Ysharros of Stylish Corpse likes EQ2’s crafting fine — AFTER level 20. Why does crafting from level 1-20 have to be so tedious? (Seems to me that the levels 1-9 go by pretty fast, but maybe I just haven’t done it lately).
Calming fears that Aion would be going the “subscription PLUS RMT” route that seems to be all the rage these days, RER of (Insert Awesome Aion Name Here) reports that the Aion cash store would only be selling vanity items and character services. (via Aionic Thoughts).
WoW, eat your heart out. It’s shoulderpads for everyone at the Noob Comic. And Ben Kuchera at Ars Technica looks at how poorly designed games actually push their players away from the computer.
And lastly, via Wandering Goblin — is your boyfriend a noob?

12 thoughts on “Daily Blogroll 8/12 – Dominix edition”

  1. “I honestly don’t care about achievements in MMOs, and I doubt I’m the only one. Achievements in EQ2 make me not want to log in.”
    I’m with you there. Hate ’em with a passion. WoW (that game I’m never returning to 😉 has achievement announcements turned on for your local zone by default, which is spammy. You can turn those off, but then you’re stuck with guild achievement announcements. They really made me want to stab someone repeatedly.

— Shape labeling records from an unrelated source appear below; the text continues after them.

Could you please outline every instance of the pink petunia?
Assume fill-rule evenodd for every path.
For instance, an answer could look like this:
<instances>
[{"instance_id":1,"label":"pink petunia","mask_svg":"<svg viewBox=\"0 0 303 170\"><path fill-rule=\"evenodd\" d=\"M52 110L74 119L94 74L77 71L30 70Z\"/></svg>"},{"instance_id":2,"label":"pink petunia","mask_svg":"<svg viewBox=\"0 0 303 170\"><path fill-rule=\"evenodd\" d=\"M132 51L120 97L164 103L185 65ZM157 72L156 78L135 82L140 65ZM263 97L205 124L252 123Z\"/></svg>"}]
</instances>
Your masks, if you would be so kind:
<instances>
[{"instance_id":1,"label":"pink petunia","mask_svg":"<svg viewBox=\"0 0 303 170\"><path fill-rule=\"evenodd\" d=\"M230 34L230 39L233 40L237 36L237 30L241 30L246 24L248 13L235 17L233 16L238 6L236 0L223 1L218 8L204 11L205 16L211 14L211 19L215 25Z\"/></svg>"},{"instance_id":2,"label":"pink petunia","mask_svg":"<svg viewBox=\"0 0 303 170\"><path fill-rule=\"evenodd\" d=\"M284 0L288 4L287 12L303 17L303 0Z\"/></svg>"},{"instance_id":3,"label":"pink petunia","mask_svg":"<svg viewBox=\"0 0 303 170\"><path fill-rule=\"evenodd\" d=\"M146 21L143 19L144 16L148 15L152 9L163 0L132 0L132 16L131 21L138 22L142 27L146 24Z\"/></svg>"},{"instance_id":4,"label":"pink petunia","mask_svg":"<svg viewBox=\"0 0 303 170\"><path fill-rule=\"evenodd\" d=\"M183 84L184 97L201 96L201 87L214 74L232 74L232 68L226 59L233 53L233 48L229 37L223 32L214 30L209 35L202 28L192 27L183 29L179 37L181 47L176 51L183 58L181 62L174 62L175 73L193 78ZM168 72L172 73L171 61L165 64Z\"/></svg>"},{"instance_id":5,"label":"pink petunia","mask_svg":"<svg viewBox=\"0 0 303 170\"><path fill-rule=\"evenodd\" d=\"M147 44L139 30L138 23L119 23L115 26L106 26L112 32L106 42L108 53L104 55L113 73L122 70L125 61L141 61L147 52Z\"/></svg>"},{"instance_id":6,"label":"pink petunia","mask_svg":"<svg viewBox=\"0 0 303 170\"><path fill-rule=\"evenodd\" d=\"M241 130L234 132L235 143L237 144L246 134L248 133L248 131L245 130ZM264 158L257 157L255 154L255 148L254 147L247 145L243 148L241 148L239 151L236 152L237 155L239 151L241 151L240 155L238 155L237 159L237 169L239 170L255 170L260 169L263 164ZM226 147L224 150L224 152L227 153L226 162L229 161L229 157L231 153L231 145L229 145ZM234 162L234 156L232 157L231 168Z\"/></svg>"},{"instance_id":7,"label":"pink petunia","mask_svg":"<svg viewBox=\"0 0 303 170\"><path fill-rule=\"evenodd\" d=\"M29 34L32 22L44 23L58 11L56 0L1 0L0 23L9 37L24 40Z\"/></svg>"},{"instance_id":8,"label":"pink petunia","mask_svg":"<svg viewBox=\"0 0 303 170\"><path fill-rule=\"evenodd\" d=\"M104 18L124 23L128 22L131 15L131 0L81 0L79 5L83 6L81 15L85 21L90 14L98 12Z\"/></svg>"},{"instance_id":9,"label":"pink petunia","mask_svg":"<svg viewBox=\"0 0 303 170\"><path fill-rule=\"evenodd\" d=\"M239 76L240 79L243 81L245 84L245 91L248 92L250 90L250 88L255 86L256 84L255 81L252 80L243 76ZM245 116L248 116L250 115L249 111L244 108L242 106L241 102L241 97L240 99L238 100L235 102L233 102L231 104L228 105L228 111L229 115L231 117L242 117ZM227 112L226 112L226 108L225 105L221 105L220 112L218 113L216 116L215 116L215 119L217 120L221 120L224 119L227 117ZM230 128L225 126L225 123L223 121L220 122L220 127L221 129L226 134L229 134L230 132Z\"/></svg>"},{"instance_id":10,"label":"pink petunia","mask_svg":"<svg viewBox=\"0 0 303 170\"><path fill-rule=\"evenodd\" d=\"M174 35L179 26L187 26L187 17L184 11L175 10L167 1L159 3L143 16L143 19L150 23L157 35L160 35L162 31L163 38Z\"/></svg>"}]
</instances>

  2. On EQ2 crafting, when I did it recently, 1-9 was basically a case of crafting one item, talking to the questgiver, dinging, and repeating. I think hitting 9 might have taken me two items or something, and once I hit 9 I spoke to a trainer, picked my tradeskill class, and… ding! 1-20 was pretty painless, and hitting 30 didn’t take much longer – admittedly, I did 15(or 17, I can’t remember)-30 in a guild, with a crafting room and basic materials provided. It still didn’t take long at all, and I have a minimal attention span when there are so many other things to do.
    Oh, and from level 20 onwards, I was making a fair amount of money via the broker, and at 30 (adventurer and tradeskill) I’m logging in after 12 hours away and finding at least a plat waiting for me – it’s not a plat in profit, but 40-60 gold on a regular basis, for maybe five minutes of crafting at most, isn’t anything to sneeze at at my level.

  3. …and once again, I forget the actual point of what I was posting. When I was doing the 1-9, and 10-19 crafting, the items didn’t take long at all – the complaint is that your arts are too weak at that level, but I really didn’t find it to be slow. It got faster after those levels, but at the time it seemed to take a reasonable, short amount of time.

  4. Congrats on the new ship! You’ll be out there flying it in no time.
    Now if I can just get myself back in game consistently …

  5. Congrtaulations on you shiny new Domi Tipa. I played EVE for about six months and I didn’t quite make it to my first battleship. I think the Dominix happens to be one of the coolest ship designs in EVE. There’s a real Flash Gordon / Art Deco thing going on there.

  6. Yeah, I’m not a fan of Achievements. I don’t mind that some people like them, but I have no use for them, and wish I could turn them off.

  7. Gah, hit “post” too soon. While I don’t like Achievements, it is pretty easy to argue that they have had a significant impact on the MMO world. They are another treadmill that keeps people playing the games. That’s another reason why I don’t like them, but they have proven to be a useful tool for the game devs to keep sucking in those sub dollars.
    …and the more I hear about EVE, the more I remind myself that I should at least try the trial, either the 14-day one via the EVE site or the 21-day one via Steam. Or both. 🙂

  8. While I am still emjoying EQ , been 10 years already !!! My first online games were sci fi based I think I will give EVE a try just not sure on the learning curve. I ewnjoy your visits to Erolissi Marr as Tipa, but I think I may be coming to an Asteroid belt near you soon.

  9. EVE Online isn’t that hard to learn. The big thing with EVE is setting your own goals. But no EQ player should have a problem with that 🙂 I’d love to see you in New Eden!